The English group made the correct identification 62 per cent of the time – significantly above chance. The French group, on the other hand, scored 51 per cent – not much better than chance. The English also remembered members of their own group better and thought they looked more Canadian. Similarly, the French identified the people they thought were members of their group as more Canadian.
Both groups stereotyped French-Canadian faces as “warmer” and English-Canadian faces as “more dominant.” But the faces of French- and English-Canadians do not actually differ in this way. Instead, the French-Canadian faces appeared more “distinctive” than the English-Canadian faces (participants defined the term subjectively) – a difference that the English-Canadian participants used to make accurate categorizations.

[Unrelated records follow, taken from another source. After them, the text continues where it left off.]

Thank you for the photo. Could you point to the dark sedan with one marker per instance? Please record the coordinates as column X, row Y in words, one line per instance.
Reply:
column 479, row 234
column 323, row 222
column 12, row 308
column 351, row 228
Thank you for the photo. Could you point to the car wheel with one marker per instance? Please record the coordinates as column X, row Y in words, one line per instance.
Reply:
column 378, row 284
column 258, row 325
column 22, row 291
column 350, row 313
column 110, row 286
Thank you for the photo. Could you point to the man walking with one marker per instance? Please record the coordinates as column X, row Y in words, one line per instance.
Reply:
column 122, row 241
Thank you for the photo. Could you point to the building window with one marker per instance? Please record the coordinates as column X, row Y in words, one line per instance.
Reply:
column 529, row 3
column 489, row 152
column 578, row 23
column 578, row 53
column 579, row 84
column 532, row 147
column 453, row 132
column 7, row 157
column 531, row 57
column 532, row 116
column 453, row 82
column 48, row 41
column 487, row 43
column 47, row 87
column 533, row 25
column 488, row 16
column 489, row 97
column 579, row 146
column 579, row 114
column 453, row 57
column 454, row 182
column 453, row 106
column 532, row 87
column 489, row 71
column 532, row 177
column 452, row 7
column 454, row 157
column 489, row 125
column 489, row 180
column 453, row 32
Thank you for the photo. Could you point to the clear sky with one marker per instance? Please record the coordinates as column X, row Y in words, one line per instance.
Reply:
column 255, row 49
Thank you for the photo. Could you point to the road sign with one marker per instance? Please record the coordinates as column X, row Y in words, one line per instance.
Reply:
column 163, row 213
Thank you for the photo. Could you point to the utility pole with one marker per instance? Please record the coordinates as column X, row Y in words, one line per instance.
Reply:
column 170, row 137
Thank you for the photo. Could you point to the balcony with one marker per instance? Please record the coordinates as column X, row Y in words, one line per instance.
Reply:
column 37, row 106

Bjornsdottir works in the lab of Nicholas Rule, a psychology professor who studies people’s first visual impressions of “perceptually ambiguous groups,” such as members of the LGBTQ community, or liberals and conservatives. She says this kind of research helps explain how first impressions colour our interactions with people. “The face is what we look at first, and our reaction to a face affects how we interact with people later. It can lead to self-fulfilling prophecies.”
She adds that these findings can also help different groups understand each other better and alleviate conflicts between them.
Thora Bjornsdottir’s research is supported by an Ontario Graduate Scholarship and by the Social Sciences and Humanities Research Council.